The good news is that things almost have to get better—or at the very least be more fun—and they can do so without necessarily spoiling the chance for another high draft pick.
You have to assume that the team will be more healthy, enabling it to remain competitive on a more consistent basis. Having more of the team’s popular players in the lineup more consistently also gives the fans more incentive to remain engaged with the season.
John Tavares will be something to watch. And on this franchise, with its current culture, he can probably post a 40-50 point season without being run out of town. Anything better in his rookie season will be gravy, because…
It’s not as if people have lost interest in the development of Kyle Okposo and Josh Bailey. Okposo proved himself in the second half last year and there’s great anticipation to see what level his game lands on next. Bailey did not fully distinguish himself in his rookie season. While most of North America only has eyes for Tavares, Islanders fans know that the development of Bailey into a major offensive contributor bears watching. For this season, it is probably more important than the immediate impact of Tavares, especially with Franz Nielsen returning to New York with knee trouble.
For the first time in a while, the Islanders are actually set in goal. Garth Snow’s tandem free agent signings of Dwayne Roloson and Martin Biron give the Isles one of the more solid combos in the league.

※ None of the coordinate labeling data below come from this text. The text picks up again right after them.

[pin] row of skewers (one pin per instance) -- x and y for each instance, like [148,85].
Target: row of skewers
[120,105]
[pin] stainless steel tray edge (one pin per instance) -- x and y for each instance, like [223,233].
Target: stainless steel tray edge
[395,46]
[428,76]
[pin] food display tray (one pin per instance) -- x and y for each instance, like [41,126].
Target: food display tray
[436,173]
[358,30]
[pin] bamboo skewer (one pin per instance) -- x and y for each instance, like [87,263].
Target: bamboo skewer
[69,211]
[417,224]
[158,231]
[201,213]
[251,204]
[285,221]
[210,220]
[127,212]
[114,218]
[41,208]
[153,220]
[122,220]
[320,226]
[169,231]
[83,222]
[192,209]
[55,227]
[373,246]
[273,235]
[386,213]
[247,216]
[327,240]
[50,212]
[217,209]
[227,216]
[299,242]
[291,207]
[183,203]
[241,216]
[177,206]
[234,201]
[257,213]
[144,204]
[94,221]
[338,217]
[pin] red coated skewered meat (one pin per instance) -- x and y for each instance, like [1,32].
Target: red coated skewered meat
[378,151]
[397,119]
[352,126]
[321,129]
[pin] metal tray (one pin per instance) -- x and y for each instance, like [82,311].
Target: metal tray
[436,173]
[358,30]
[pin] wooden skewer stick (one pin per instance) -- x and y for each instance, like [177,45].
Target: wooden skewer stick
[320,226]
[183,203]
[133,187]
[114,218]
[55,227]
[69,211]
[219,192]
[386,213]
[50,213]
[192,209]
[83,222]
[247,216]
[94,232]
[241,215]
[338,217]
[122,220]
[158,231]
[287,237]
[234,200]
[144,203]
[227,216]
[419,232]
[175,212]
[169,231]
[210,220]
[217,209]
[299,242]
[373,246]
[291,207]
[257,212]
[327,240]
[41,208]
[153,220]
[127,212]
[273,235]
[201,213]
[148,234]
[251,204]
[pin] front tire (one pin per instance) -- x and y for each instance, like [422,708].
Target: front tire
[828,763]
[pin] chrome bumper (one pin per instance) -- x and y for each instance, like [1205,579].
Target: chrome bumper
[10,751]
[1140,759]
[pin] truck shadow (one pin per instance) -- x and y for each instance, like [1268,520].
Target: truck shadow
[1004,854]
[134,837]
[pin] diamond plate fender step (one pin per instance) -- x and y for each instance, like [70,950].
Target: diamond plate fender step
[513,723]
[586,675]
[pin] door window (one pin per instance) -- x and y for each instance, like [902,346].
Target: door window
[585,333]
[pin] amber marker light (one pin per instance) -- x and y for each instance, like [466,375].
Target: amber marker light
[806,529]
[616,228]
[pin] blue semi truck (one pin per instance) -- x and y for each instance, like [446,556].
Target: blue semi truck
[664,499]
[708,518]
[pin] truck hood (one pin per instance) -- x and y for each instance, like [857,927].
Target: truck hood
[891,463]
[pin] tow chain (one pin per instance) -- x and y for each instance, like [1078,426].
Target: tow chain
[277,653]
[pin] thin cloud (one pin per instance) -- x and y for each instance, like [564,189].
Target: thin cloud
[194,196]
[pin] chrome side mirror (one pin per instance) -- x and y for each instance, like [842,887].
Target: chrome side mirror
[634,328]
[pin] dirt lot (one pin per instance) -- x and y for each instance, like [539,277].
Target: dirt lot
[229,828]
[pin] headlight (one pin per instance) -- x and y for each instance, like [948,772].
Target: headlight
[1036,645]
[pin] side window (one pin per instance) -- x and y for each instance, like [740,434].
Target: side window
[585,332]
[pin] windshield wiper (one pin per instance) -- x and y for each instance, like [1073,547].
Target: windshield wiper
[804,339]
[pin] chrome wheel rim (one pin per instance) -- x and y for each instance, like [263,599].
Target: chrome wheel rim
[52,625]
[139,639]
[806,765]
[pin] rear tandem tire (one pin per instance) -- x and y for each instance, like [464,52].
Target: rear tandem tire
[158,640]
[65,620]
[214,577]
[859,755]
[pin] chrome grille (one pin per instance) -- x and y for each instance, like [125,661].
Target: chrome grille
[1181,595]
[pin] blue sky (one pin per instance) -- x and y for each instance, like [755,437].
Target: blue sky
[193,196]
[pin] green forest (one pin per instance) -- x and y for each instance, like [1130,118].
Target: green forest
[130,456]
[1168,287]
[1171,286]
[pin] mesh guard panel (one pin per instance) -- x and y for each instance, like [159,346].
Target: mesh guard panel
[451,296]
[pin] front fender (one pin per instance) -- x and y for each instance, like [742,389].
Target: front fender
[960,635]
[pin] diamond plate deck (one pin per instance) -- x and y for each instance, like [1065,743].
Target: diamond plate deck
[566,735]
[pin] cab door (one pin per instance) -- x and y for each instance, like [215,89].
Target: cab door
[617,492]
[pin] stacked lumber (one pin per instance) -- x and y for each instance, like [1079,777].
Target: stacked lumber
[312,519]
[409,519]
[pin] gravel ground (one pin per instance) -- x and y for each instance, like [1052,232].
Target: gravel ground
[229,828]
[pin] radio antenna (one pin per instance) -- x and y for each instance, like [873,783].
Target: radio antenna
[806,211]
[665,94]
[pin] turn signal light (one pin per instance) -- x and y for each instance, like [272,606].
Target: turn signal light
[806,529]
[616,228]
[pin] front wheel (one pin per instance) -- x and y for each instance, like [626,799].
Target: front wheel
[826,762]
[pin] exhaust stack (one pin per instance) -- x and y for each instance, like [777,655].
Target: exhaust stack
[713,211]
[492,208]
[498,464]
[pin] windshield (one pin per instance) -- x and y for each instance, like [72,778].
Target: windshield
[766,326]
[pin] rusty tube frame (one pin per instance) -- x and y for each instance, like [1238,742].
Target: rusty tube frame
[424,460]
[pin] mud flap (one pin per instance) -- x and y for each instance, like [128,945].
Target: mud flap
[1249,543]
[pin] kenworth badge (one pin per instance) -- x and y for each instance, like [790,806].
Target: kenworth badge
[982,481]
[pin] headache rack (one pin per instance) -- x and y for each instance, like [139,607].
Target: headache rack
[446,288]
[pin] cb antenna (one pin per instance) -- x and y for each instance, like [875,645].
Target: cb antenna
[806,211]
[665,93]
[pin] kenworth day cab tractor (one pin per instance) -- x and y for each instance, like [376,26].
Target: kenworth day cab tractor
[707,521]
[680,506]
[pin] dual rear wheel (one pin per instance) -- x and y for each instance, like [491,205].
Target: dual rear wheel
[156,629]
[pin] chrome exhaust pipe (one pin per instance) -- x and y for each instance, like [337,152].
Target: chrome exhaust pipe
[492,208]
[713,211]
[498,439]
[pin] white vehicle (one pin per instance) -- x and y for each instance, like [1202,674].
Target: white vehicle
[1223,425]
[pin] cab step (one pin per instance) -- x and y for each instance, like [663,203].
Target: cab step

Expect their presence to inspire greater confidence in the players in front of them, even if those same players, being good teammates, never expressed anything but confidence in Joey MacDonald and Yann Danis. (And, if you’re a pessimist, expect to see Scott Munro and Nate Lawson pressed into duty by November.)
The goaltender position may actually be point of intrigue 1A next to the arrival of Tavares this season in New York. With Rick DiPietro surprisingly facing shots already on his way back from two hip surgeries and two (or three) knee surgeries, the crease watch may be on sooner rather than later. Both the Islanders and DiPietro have pledged to be extremely conservative with the goalie’s rehab this year, a goal they can achieve thanks to the presence of Roloson and Biron. But if Biron performs well and DiPietro recovers his best form, the Islanders will find themselves with a decent trading chip sometime between December and March. Snow will be under some pressure to convert that chip, but its value already seems a little inflated (i.e., don’t be shocked to hear grumbles of, “More draft picks?!”).
The other area where the Islanders can show improvement is in their comfort level with each other and with coach Scott Gordon and his quick-footed and quick-witted ways. The always moving, always thinking coach can focus less on getting his players to do things a certain way and more on getting them to do everything better, sharper, and crisper—and on winning games.
So, about that forecast. Bring your umbrella, your galoshes (does anybody still say galoshes), and your slicker (ditto). And your hand-crank radio with flashlight and special National Weather Service band. But if you look at things from the proper perspective, the Islanders 2009-10 season may just feel like a light summer rain.